I used to be an exchange student in South Korea.  One of the most difficult thing that I had to adjust over there was eating their SPICY food.  The pre-Korea Candie was the lamest, non-spicy food eater, ever.  I remember my first week in Korea, I ate McDonald's for a week, denting my student pocket because it was so expensive.  I remember I had an episode of home sickness and was complaining to my mom how everything in Korea is red because they're all spicy!  I even hated Kimchi.


Fast forward 3 months later, I started speaking novice Korean and realized I loved Korean food!  The lame pre-Korea Candie is now spicy hot haha.  I could eat hot rice with just kimchi, and it would be a meal.  Especially loved the restaurant across the university where they served Kamja Tang (Potato Soup), Sam Gyop Sal (grilled bacon strips) were weekly staples with Soju!  I was basically a Korean (I already look the part anyway)! haha


A few years ago my sisters and I got a great deal and bought cheap tickets to Korea, it was my first time to go back after my exchange student program.  Anyway, I'm blabbing too much about me so I'm gonna get to the food.  haha.  The trip with my sisters to Korea was for sure a food trip!  We love Korean food and we LOVED Sundubu Jjigae!


We've been searching everywhere in Manila for Sundubu Jjigae, but Kimchi Jjigae is more popular here, and then I found Maangchi, wherelse? Youtube.




You'll need the ff:


Soup Base:


12 pcs dried anchovies -- or 1 tbsp of anchovy powder
1/3 cup of kelp

half onion
5 cloves of garlic
3 shiitake mushrooms
5 cups of water (1 cup of which is soup from clam)


For Sundubu Jjigae:

100 grams of beef
1 cup of clams
3 pcs shrimp
2 pcs green onions
1 pc green chili pepper
1/4 cup of Red Pepper Powder
2 tubes of soon du bu
2 tbsp of fish sauce
2 pcs eggs

*all Korean stuff can be found in your local Korean store or Nice Mart.

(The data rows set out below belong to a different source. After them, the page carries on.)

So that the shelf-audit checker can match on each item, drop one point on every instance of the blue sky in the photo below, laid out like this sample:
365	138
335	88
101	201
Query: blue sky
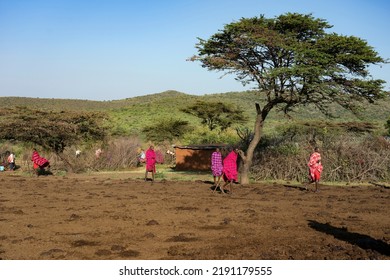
116	49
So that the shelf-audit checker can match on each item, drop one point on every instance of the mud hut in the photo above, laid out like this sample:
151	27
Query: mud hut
195	157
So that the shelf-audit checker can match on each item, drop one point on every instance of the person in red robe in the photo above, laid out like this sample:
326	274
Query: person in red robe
150	159
39	162
315	167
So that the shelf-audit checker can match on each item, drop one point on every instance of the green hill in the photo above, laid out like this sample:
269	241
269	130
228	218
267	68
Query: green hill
129	116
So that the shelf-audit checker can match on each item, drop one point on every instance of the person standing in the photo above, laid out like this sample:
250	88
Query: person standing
315	167
39	162
11	161
150	159
230	170
216	167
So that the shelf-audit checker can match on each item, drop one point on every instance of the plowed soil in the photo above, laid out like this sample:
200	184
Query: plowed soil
106	216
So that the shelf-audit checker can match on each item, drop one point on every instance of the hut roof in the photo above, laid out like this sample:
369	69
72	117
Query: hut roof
201	147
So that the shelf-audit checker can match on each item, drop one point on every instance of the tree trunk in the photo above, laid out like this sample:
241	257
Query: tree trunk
247	158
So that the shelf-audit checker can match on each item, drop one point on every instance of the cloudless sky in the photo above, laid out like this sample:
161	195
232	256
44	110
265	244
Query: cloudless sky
116	49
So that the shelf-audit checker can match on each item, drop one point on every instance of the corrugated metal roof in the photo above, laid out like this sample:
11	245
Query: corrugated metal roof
201	147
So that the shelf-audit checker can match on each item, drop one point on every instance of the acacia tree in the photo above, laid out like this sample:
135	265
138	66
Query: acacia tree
216	114
292	61
53	131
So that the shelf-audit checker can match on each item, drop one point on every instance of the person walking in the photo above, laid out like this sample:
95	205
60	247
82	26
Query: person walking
315	168
150	159
230	170
11	161
216	167
39	163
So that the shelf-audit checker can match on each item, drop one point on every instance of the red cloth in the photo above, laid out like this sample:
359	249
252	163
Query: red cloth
230	167
150	157
38	160
315	166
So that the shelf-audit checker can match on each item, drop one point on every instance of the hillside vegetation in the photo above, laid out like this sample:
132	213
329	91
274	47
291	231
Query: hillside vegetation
129	116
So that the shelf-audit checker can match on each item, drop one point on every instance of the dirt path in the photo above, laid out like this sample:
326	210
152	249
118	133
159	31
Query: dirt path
122	217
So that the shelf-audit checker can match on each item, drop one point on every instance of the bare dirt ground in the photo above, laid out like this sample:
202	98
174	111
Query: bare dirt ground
106	216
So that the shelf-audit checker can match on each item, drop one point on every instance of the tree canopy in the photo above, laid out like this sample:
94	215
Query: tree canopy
293	61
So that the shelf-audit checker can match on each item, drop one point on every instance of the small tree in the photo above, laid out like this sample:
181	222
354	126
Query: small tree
216	114
166	130
53	131
293	62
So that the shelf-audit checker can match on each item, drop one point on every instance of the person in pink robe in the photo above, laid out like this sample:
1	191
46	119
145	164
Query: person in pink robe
230	170
39	162
216	167
315	168
150	159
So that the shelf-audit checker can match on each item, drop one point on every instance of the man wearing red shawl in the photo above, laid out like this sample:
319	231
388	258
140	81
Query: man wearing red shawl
216	167
230	170
39	162
315	167
150	159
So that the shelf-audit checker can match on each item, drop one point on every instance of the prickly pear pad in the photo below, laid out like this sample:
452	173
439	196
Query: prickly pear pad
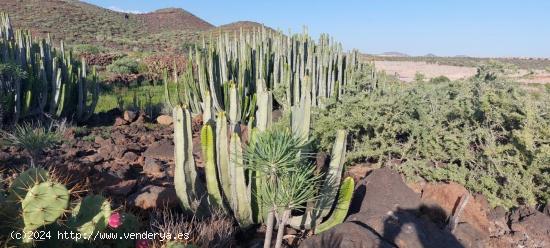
44	204
91	215
25	181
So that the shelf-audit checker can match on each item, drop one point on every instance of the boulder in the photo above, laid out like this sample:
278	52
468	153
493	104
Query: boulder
120	122
165	120
129	116
530	227
162	150
153	168
447	196
152	197
385	212
122	188
348	235
130	157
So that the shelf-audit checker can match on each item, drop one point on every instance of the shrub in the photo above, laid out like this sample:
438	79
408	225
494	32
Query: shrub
490	136
419	77
88	49
440	79
124	65
34	138
215	231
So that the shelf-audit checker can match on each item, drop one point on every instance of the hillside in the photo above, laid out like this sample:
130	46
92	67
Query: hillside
81	23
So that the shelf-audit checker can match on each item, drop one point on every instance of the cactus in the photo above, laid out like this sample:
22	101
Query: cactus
25	181
222	151
212	185
239	191
189	188
329	189
91	215
44	204
56	84
342	206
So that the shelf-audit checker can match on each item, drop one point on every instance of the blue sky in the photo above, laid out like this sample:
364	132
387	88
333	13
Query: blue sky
487	28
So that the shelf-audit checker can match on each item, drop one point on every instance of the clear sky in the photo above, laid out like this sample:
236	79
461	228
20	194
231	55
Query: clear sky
416	27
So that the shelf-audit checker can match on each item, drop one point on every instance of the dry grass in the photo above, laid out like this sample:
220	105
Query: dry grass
215	231
406	70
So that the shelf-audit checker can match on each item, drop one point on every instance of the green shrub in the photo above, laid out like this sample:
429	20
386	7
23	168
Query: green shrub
440	79
89	49
419	77
33	138
124	65
490	136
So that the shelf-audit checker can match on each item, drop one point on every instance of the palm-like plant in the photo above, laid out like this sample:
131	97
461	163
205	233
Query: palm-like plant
288	181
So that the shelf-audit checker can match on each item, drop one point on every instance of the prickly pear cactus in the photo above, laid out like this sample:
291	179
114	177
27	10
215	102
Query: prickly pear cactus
130	224
173	244
44	204
91	215
25	181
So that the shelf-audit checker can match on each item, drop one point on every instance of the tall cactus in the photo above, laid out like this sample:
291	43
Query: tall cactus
189	188
329	189
56	84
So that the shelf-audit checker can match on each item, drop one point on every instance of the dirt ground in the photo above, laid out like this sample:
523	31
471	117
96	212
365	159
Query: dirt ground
406	71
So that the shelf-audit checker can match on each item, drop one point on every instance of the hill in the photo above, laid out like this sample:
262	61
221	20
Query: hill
393	54
77	22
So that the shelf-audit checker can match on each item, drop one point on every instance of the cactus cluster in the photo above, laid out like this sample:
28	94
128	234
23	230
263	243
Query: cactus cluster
261	62
237	82
230	186
35	201
54	83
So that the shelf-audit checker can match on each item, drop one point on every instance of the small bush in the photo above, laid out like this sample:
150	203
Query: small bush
34	138
440	79
88	49
124	65
419	77
491	136
215	231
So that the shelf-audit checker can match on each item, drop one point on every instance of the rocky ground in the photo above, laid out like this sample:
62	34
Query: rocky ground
130	160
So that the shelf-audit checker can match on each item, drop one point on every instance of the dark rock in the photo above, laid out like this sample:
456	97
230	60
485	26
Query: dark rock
530	227
153	168
196	124
96	158
276	115
162	150
383	191
122	188
151	197
130	157
129	116
347	235
120	122
447	196
4	156
498	222
165	120
387	213
142	118
133	147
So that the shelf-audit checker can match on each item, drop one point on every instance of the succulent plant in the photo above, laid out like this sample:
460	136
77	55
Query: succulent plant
44	204
91	215
56	84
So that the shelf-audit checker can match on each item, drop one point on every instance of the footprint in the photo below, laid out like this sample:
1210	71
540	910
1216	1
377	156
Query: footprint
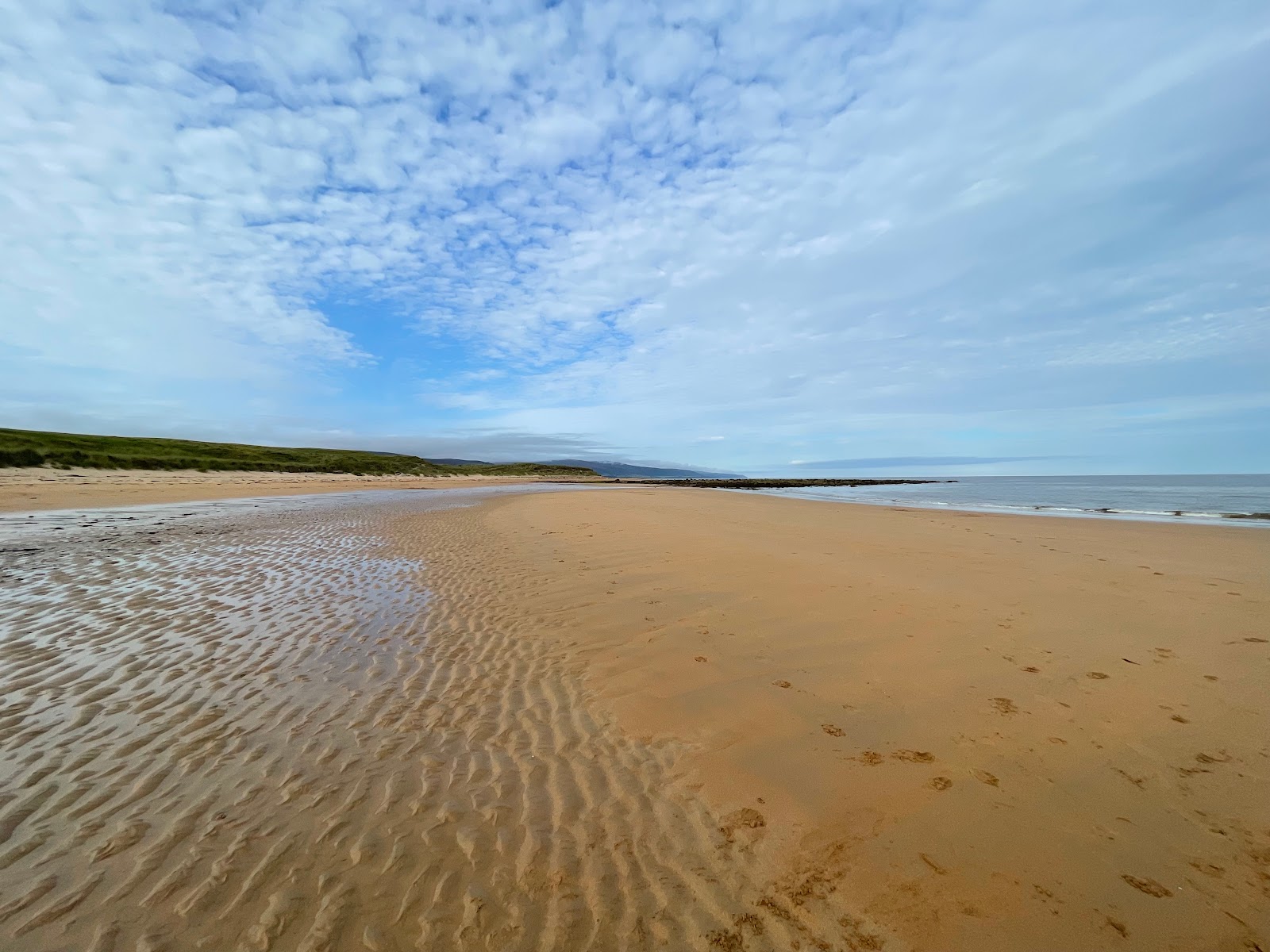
1149	886
914	757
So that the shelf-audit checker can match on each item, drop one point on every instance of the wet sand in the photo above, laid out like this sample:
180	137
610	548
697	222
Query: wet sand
630	719
25	489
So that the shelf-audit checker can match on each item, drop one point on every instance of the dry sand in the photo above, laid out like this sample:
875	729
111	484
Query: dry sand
634	719
25	489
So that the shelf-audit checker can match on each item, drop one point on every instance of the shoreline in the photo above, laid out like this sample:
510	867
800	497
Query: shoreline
1174	518
565	720
35	489
960	730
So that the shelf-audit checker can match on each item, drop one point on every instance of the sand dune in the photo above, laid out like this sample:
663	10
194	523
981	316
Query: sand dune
629	719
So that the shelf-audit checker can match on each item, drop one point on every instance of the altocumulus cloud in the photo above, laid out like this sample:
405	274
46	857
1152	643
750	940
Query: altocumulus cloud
988	232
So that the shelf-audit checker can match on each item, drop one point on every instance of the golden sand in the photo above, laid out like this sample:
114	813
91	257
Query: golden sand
633	719
25	489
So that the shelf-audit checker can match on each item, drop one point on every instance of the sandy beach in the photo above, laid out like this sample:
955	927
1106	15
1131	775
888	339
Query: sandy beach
25	489
632	717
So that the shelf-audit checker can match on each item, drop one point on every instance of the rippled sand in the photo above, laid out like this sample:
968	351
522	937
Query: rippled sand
251	727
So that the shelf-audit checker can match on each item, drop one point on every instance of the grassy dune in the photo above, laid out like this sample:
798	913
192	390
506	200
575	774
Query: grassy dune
65	450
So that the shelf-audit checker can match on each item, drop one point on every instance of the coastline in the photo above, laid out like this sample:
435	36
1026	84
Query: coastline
965	730
645	717
1175	518
40	488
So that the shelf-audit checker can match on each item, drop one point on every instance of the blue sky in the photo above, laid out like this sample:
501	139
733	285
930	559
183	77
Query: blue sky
774	238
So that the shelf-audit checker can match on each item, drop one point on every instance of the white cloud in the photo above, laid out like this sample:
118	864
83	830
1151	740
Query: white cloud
770	222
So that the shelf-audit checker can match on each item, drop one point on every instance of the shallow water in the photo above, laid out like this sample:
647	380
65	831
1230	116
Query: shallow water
295	725
1155	498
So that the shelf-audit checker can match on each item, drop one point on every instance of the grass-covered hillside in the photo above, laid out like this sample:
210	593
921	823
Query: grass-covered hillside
64	450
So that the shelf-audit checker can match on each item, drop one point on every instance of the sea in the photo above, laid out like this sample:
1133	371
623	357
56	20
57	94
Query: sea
1208	498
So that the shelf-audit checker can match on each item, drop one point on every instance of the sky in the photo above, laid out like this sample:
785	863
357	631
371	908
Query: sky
779	238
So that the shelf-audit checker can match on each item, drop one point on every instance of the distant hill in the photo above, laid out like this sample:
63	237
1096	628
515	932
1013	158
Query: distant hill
653	473
67	450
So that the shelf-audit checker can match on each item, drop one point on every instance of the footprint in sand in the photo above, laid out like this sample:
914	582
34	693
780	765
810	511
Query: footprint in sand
984	777
914	757
1149	886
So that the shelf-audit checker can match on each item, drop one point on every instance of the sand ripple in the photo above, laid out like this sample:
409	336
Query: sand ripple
262	731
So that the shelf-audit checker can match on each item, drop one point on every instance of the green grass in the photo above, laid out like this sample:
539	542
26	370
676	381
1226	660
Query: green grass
67	450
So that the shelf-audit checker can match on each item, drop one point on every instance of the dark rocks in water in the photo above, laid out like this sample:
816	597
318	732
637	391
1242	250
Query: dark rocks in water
787	484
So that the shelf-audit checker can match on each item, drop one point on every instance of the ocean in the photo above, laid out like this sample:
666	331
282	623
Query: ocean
1156	498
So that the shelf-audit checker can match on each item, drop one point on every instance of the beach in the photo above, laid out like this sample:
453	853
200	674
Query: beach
632	717
23	489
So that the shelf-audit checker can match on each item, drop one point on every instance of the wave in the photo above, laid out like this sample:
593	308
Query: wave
1251	518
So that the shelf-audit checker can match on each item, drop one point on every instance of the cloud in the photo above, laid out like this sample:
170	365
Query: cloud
800	228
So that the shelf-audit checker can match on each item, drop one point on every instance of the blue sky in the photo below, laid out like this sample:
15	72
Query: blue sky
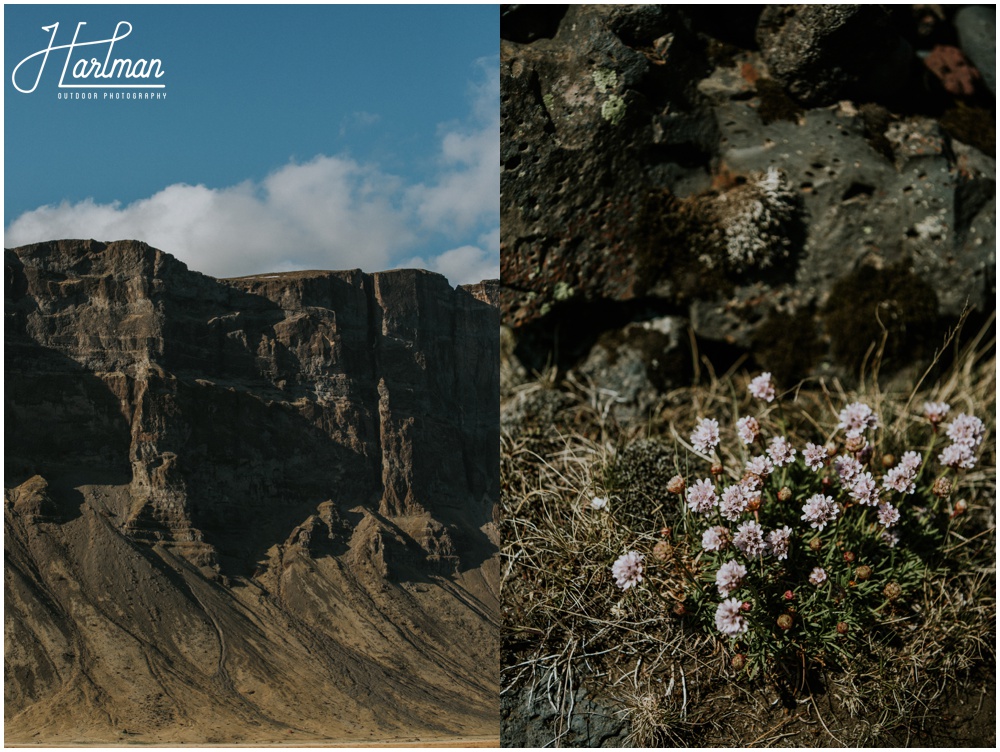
290	137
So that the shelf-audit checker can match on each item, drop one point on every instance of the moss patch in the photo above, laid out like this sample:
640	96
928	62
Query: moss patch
675	239
613	110
775	104
788	345
905	304
975	126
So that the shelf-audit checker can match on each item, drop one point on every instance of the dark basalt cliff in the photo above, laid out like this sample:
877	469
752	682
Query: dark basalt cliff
245	508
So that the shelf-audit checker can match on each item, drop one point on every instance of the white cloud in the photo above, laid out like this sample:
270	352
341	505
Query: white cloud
462	265
468	190
331	212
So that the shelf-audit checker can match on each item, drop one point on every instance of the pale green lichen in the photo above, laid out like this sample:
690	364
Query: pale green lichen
605	79
562	291
613	110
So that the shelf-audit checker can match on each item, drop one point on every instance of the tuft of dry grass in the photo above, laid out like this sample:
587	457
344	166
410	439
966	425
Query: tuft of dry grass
567	623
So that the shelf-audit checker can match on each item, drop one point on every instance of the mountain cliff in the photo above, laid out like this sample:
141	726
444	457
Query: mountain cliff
249	509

The most important part of any soup is the soup base.  Basically, it's seafood.  Koreans use alot of clams.  I like the flavor of clams, so what I did was to boil the clean clams in 2 cups of water until cooked, put a bit of ginger in while boiling to remove the fishy smell.  Measure the clam soup and add more water to make 5 cups.  Add in the all soup base ingredients and boil for about 20 minutes.

Prepare the stone pot, put it over the fire and put some oil in it, stir fry a bit of the beef for flavor and remove it again (I do this so that the beef wouldn't be too tough), I leave a piece or 2 of beef for flavor.  Then, get the boiled mushroom in soup then chop them up in medium sized pieces and stir fry.  Put about 1/4 cup of Red Chili Powder and put it in the pot then mix


Then add about 2 cups of the soup base or about 3/4 the way full then boil, try the soup if it's spicy enough for you, you can adjust the spiciness by adding more chili pepper powder.  The powder really isn't as fierce as it looks, it's actually a bit sour and a little spicy, so adjust from putting in 2tbsp to about 5tbsp to 1/4 cup -- but then again, you'll only try this recipe if you life spicy food, so add more! 

By this time, you can add in the fish sauce for flavor.  Cut the tofu packaging in half and just put all 2 pcs in then break it apart with a spoon lightly.  Do not stir it vigorously because you still want solid pieces of tofu when you eat.  Boil some more until the some thickens a bit, throw in the chopped green big chili.  At the last minute, you put in the cooked clams and beef into the soup, then mix, finally, crack in 2 eggs into the soup and boil.  Serve with tissue for the sniffles haha!